Ovviamente queste due favole nere esistono tuttora, e se volete immaginare la musica di Lamp Of Murmuur prima di ascoltarla è tutto molto semplice: prendete gli Immortal, in particolare quelli di “At The Heart Of Winter”, aggiungete una voce meno iconica, spostate tutto in California et voilà, il gioco è fatto.
Con questo non vogliamo togliere nulla alla buona riuscita di questo disco: il misterioso M. ha sicuramente fatto bene i compiti. Accordature ribassate, riff in diminuita, passaggi arpeggiati, batteria incalzante ma mai banale; c’è tutto l’armamentario per un disco black metal godibile e nostalgico, dove i midtempo e un certo gusto epico la fanno da padrone, l’ombra dei miti è evidente, ma la passione ha portato a scrivere brani che funzionano. E possono anzi funzionare particolarmente per chi si è avvicinato in tempi recenti al genere, con meno conoscenza tassonomica del suo passato… Per quanto non riconoscere lo zampino (caprino) di Abbath e Demonaz tra questi solenni solchi sia difficile.

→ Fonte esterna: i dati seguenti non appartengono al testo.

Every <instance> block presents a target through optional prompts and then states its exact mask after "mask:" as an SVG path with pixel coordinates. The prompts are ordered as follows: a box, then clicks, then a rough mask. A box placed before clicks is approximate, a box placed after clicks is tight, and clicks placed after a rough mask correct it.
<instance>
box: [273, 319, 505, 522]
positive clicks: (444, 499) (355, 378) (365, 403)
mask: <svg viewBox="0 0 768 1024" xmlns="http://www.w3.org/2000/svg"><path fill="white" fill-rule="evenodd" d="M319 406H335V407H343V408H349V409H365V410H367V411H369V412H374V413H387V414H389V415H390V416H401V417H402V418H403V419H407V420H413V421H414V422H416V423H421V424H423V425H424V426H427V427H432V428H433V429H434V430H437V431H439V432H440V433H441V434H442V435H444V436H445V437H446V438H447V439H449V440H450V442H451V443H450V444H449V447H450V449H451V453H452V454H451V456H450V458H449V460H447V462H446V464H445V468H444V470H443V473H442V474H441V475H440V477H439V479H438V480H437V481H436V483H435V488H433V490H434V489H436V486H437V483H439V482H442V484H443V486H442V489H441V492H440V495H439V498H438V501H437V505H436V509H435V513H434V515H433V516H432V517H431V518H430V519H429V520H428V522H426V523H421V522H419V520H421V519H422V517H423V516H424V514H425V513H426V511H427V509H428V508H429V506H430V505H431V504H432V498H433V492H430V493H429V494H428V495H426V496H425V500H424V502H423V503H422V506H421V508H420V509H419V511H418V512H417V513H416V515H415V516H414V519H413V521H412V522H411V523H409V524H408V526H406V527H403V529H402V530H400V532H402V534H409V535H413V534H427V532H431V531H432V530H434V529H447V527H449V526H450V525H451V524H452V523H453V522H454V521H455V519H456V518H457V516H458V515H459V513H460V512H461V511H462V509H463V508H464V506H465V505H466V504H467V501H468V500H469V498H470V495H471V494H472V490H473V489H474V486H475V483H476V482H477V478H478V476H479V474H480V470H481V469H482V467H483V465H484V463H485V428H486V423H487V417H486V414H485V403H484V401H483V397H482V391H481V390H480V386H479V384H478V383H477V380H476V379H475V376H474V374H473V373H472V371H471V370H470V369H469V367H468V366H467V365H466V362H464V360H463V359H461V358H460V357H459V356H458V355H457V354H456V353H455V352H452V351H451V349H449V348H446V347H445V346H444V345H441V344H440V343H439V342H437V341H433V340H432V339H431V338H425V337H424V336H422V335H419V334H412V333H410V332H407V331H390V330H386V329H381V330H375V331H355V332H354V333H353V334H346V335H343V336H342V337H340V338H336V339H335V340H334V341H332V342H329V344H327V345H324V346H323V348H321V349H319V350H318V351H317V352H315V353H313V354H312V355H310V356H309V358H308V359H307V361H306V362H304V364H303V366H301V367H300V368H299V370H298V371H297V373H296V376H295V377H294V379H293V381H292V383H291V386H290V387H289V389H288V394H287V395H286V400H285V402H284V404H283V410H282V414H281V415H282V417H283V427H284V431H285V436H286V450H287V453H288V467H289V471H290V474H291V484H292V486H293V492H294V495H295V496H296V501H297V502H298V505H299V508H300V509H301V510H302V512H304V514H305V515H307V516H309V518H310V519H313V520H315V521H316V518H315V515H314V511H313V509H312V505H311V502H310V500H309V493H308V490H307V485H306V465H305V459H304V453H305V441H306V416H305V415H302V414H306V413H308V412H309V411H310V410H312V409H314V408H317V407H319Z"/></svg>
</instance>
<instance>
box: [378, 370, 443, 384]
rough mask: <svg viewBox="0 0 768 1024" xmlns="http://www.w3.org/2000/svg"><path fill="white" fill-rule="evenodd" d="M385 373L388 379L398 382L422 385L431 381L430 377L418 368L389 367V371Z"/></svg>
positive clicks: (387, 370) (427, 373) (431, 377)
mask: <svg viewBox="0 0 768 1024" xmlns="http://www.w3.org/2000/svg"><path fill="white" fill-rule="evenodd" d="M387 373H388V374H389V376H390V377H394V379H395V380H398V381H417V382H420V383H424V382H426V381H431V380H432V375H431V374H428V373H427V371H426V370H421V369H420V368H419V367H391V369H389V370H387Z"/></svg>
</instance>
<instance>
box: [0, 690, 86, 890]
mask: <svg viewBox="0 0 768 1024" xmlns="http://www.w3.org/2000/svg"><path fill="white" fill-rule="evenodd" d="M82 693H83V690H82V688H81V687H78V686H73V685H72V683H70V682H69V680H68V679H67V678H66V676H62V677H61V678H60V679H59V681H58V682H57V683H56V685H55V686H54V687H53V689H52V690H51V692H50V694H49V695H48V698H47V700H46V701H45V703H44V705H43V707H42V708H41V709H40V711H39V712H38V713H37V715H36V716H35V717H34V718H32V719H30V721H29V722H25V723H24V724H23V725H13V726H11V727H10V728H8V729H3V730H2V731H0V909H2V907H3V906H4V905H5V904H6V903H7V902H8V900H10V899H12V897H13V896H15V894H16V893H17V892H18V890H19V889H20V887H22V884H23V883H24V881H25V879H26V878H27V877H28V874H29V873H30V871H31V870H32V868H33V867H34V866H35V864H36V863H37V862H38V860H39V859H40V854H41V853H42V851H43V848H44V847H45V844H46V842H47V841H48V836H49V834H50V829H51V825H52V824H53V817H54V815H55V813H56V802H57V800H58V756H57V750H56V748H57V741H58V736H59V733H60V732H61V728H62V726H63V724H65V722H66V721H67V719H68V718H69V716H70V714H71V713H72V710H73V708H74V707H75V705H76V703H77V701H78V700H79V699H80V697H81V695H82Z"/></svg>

Al tempo stesso, sono proprio alcuni passaggi particolarmente ridonanti in termini di magniloquenza, tappeti di tastiere comprese, a mostrare il lato più originale di questo act: “Hymns of Death, Rays of Might” è il primo esempio che incontriamo lungo i solchi, a anche la conclusiva title-track sa introdurre prospettive quasi sinfoniche stuzzicanti. E possiamo rilevare anche una certa prospettiva ancora più antica, ma mai polverosa, che si rifà direttamente agli anni Ottanta dell’estremo, per suoni e ritmiche (“In Communion With The Wintermoon”). Sono brani lunghi, a tratti claustrofobici, molto spesso colmi di un pathos adrenalinico, che proprio come nel caso degli Immortal sanno trasportarci in un’atmosfera sospesa: quella fiaba nera cui siamo ricorsi qualche riga fa, che sposta il suo immaginario dalle foreste norvegesi – o dall’immaginario mondo di Blashyrkh – in un non luogo che è improbabile collocare sulle assolate spiagge di Los Angeles, ma non per questo perde slancio o credibilità.
Tirando le somme, per qualcuno troppo oltranzista Lamp Of Murmuur potrebbe meritare una bocciatura per esser stato beccato a copiare, per altri potrebbe essere la new sensation dell’anno, o anche più; senza dubbio è un album accattivante, che merita più di un ascolto e un occhio di attenzione verso una band che, al fatidico traguardo del terzo disco, si conferma solida.